Jails and prisons in America offer scant treatment for people with addictions. As part of our Covering Jails project, we offer a free webinar on NewsU taught by Dr. Lipi Roy, a board certified addiction specialist who worked at one of America’s biggest jails, Rikers Island.
Journalists covering jail suicides
Some of our participants have produced work that has changed the way jails monitor at-risk prisoners. Oregon Public Broadcasting’s KUOW produced an investigation, “Booked and Buried,” that found 306 people died in the last 10 years after being sent to local jails. Half of the deaths involved suicide and 70 percent of the deaths involved people who, like Epstein, were not yet convicted of a crime. The “vast majority” of the deaths occurred within the first two weeks of the person being sent to jail.
The KUOW journalists had to go county by county to gather the data because the state didn’t collect it. The reporting changed state law and now the state does require counties to turn over the jail death data along with information about prisoner physical health and mental health.
Gari Harki, a reporter for the Virginian Pilot, has taught in some of our Covering Jails workshops after he reported on the unfolding crisis of mental illness and deaths in Virginia jails. Harki compiled a list of more than 404 people with mental illness who died in America’s jails since 2010. The newspaper built an interactive graphic of all of the deaths for readers to explore. The investigation found only eight out of 50 states could supply data about inmates who died and had some mental illness. (Texas, Utah, Montana, Indiana, Virginia, Rhode Island, Massachusetts and Vermont all supplied data.) With so little data, the 404 deaths that the project did uncover are certain to be a fraction of the real number.
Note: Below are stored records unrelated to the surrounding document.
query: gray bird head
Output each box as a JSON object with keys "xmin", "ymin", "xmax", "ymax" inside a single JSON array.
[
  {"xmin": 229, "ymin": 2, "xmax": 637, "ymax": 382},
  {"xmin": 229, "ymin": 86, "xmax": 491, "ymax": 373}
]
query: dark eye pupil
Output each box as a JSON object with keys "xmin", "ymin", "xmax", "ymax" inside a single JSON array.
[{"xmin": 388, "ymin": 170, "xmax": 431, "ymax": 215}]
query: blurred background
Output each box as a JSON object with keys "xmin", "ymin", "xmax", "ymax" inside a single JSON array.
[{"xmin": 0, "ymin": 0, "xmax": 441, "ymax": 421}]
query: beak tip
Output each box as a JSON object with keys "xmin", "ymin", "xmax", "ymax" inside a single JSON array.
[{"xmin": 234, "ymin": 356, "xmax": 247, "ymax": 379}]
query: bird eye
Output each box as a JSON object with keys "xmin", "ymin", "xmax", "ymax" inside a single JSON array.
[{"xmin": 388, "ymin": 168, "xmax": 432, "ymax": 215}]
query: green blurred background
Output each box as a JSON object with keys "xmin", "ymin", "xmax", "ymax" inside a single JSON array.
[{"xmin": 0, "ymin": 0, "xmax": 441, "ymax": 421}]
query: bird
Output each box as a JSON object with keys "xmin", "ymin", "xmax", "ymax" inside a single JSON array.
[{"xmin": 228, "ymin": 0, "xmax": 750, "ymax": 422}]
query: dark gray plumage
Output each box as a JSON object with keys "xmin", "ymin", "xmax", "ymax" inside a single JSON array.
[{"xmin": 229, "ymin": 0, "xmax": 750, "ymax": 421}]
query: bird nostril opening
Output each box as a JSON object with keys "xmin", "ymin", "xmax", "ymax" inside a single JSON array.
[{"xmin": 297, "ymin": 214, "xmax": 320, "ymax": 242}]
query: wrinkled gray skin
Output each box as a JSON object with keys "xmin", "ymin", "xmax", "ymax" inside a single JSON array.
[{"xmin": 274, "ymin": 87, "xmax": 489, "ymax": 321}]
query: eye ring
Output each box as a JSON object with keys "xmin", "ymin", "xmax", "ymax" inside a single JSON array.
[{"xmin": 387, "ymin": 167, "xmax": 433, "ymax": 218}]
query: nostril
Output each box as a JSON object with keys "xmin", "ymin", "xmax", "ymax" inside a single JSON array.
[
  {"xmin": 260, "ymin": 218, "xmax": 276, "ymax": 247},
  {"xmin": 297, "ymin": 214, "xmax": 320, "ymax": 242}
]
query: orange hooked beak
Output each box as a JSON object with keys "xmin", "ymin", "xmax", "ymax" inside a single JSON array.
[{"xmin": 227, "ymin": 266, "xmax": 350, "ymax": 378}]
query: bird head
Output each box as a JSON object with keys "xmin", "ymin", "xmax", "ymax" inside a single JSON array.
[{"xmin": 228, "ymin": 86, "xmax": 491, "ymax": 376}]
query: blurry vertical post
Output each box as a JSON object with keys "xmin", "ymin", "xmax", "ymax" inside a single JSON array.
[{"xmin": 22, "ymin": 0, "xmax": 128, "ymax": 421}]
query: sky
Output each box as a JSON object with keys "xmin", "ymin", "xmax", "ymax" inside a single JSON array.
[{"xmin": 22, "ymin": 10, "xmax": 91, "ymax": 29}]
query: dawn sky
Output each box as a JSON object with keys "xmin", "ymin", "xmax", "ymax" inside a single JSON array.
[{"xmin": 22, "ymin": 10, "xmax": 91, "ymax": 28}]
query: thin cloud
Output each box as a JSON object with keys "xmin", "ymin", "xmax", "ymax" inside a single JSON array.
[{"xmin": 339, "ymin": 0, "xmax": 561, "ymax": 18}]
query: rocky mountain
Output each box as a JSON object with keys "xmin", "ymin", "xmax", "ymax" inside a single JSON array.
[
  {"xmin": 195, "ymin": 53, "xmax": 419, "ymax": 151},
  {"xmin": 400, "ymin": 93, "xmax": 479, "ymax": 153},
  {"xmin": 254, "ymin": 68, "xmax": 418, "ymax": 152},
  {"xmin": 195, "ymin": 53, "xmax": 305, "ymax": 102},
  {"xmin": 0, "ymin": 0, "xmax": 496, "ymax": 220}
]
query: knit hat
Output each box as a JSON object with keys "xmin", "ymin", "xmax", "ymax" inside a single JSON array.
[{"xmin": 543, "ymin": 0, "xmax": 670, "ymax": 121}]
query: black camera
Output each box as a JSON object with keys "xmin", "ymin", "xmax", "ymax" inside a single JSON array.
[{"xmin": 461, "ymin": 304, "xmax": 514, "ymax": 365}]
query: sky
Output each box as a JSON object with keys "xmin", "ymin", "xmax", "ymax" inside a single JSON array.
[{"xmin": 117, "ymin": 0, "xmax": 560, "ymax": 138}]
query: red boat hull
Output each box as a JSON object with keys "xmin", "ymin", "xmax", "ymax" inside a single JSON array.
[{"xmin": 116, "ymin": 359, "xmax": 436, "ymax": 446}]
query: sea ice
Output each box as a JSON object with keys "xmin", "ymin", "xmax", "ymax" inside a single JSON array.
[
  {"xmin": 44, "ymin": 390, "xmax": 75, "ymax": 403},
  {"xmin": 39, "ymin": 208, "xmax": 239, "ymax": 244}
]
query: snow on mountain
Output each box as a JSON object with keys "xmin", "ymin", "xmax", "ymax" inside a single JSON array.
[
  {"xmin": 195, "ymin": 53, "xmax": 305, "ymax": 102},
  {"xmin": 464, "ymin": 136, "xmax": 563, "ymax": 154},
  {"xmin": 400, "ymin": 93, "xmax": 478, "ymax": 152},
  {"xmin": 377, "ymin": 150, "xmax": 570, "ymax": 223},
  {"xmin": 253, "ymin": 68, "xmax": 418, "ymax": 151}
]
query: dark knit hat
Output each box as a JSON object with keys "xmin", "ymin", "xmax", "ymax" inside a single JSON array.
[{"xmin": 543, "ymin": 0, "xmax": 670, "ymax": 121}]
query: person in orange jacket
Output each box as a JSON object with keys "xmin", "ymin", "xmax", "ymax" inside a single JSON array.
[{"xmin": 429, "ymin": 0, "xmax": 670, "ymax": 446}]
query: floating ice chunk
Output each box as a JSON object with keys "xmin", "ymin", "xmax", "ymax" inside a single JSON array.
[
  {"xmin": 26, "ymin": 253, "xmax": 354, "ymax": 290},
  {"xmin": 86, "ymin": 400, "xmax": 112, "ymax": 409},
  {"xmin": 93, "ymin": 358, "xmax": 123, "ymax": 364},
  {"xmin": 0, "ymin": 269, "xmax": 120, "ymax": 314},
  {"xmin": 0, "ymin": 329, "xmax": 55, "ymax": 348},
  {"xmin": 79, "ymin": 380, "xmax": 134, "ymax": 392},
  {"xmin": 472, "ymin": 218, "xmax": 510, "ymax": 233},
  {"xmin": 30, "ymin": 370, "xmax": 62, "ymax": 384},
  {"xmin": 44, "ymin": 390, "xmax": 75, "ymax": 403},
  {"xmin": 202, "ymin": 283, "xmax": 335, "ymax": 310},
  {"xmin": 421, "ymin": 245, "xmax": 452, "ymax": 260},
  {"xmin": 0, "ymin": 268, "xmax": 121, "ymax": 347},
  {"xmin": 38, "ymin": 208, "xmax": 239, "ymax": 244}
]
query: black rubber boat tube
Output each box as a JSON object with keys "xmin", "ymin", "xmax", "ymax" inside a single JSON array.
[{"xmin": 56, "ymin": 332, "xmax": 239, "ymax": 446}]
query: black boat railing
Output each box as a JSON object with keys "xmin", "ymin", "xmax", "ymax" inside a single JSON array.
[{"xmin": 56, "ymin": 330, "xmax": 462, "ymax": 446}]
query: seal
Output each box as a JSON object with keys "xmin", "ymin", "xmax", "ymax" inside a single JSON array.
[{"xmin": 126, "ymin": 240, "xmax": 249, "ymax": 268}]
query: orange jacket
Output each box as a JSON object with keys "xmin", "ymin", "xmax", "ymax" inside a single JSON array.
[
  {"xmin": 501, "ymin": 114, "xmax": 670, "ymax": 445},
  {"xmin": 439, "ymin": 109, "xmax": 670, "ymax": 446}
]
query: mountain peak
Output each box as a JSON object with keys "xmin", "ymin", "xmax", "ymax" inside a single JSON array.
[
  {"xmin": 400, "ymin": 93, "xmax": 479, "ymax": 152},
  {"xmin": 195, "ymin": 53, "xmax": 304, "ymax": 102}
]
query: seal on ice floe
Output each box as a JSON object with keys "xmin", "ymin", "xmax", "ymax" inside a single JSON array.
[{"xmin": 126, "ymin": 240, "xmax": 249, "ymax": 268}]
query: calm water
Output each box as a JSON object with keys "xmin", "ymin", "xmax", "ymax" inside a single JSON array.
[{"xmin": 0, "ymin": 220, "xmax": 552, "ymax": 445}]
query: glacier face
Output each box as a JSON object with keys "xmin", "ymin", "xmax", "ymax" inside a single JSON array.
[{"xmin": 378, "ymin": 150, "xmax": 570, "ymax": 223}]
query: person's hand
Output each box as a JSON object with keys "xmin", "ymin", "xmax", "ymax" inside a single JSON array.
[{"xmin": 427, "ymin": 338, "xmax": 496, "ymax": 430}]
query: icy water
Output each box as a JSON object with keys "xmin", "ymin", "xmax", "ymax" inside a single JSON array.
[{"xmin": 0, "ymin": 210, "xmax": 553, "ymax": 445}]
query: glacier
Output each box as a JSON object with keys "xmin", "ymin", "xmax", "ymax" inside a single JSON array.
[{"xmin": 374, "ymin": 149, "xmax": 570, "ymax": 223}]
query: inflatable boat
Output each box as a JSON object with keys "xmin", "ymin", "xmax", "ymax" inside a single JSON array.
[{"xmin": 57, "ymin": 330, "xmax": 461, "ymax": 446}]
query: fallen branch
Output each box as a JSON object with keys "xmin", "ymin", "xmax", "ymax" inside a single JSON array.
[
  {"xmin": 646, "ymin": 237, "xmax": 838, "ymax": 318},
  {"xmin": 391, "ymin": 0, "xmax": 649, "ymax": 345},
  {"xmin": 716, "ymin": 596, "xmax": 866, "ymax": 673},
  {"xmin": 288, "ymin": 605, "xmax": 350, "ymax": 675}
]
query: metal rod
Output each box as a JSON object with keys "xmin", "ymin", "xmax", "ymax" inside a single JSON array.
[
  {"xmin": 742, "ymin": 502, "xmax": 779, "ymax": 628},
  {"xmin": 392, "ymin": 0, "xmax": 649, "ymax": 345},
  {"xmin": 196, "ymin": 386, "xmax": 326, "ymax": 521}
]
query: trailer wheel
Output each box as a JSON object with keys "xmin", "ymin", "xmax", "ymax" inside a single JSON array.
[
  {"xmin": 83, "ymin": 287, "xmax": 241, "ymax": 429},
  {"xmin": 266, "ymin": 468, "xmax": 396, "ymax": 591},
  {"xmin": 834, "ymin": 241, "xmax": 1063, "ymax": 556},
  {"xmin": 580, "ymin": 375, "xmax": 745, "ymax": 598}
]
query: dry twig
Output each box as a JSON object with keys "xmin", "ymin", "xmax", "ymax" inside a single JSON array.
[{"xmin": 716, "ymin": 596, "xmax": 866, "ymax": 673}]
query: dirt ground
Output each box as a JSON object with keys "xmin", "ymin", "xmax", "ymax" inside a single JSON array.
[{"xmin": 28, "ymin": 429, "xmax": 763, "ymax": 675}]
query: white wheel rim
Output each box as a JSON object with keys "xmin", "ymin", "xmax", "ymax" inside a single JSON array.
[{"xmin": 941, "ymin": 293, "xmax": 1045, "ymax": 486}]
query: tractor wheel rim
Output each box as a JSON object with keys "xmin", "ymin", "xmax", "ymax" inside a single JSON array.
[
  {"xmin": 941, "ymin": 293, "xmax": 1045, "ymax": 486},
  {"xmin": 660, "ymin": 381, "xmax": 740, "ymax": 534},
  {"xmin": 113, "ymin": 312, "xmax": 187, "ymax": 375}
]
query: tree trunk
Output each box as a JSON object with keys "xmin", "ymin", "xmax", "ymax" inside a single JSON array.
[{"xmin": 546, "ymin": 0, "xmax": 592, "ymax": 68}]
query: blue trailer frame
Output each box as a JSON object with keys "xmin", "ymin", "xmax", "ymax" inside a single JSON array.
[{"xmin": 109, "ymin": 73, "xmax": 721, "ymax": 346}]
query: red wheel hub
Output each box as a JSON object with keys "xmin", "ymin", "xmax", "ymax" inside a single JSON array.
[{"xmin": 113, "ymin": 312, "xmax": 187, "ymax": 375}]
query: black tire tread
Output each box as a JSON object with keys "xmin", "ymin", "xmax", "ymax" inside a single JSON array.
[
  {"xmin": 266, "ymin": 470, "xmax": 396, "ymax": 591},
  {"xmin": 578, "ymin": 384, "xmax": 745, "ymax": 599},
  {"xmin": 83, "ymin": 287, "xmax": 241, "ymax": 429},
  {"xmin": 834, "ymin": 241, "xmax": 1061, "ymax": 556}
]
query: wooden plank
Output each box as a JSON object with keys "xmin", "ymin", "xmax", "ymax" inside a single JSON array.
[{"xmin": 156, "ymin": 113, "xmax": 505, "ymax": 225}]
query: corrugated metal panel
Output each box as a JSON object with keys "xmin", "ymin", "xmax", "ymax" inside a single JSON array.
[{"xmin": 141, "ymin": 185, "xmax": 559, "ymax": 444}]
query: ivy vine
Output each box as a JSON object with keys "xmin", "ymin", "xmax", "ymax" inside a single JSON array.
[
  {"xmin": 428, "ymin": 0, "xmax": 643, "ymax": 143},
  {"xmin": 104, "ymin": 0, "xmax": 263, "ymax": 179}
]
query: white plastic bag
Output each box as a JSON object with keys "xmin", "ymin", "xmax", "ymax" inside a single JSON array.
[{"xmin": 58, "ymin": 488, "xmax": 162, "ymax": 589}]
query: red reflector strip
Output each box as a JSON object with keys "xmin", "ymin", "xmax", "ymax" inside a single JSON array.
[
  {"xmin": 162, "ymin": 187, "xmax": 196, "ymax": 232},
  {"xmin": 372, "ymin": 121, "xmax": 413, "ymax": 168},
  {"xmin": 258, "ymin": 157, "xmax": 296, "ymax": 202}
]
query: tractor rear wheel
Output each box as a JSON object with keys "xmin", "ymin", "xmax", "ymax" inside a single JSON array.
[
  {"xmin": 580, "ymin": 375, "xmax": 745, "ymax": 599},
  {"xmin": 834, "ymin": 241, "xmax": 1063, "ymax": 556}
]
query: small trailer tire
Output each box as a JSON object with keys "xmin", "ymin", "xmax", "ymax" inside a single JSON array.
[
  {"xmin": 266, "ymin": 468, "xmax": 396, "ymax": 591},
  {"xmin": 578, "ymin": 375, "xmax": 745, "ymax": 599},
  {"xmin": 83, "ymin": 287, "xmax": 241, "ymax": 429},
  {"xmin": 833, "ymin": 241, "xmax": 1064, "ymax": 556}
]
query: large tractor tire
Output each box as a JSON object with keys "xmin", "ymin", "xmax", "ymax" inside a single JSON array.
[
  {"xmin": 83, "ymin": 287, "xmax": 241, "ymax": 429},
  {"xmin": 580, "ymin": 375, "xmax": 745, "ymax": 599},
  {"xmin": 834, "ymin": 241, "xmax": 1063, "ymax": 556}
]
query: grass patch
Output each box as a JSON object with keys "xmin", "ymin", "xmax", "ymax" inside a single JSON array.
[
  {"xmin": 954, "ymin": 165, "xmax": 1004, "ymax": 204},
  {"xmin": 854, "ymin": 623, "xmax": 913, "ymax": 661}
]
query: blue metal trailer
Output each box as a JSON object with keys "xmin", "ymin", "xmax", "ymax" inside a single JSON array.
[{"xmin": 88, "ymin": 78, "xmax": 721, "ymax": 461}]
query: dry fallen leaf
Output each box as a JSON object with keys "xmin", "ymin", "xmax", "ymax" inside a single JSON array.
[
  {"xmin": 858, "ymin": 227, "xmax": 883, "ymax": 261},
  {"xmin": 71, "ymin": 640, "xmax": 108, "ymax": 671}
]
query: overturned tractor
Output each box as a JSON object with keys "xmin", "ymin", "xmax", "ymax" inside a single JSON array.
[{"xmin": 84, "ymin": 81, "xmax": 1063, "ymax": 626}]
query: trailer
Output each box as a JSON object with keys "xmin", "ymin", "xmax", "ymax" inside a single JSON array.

Anjeanette Damon is one of the journalists behind the Reno Gazette’s “Death Behind Bars” investigation, and she also taught with us in a Covering Jails workshop. Her yearlong, award-winning investigation found the Washoe County, Nevada, jail had experienced a jail death rate that was five times the national average. Damon said the investigation began with a request to see 10 years worth of data on local jail deaths. She spoke with families of some of the people who died in jail. The paper went to court to get video of one of the deaths in question. Anjeanette reported, “At some point suicide prevention stopped due to staffing reductions.” After the Reno Gazette started asking questions, the county started the training again, but an independent audit called it “woefully inadequate.” County commissioners reacted to the coverage by requesting monthly reports from the sheriff who ran the jail and the county immediately began looking for a new contractor to oversee health issues in the jail.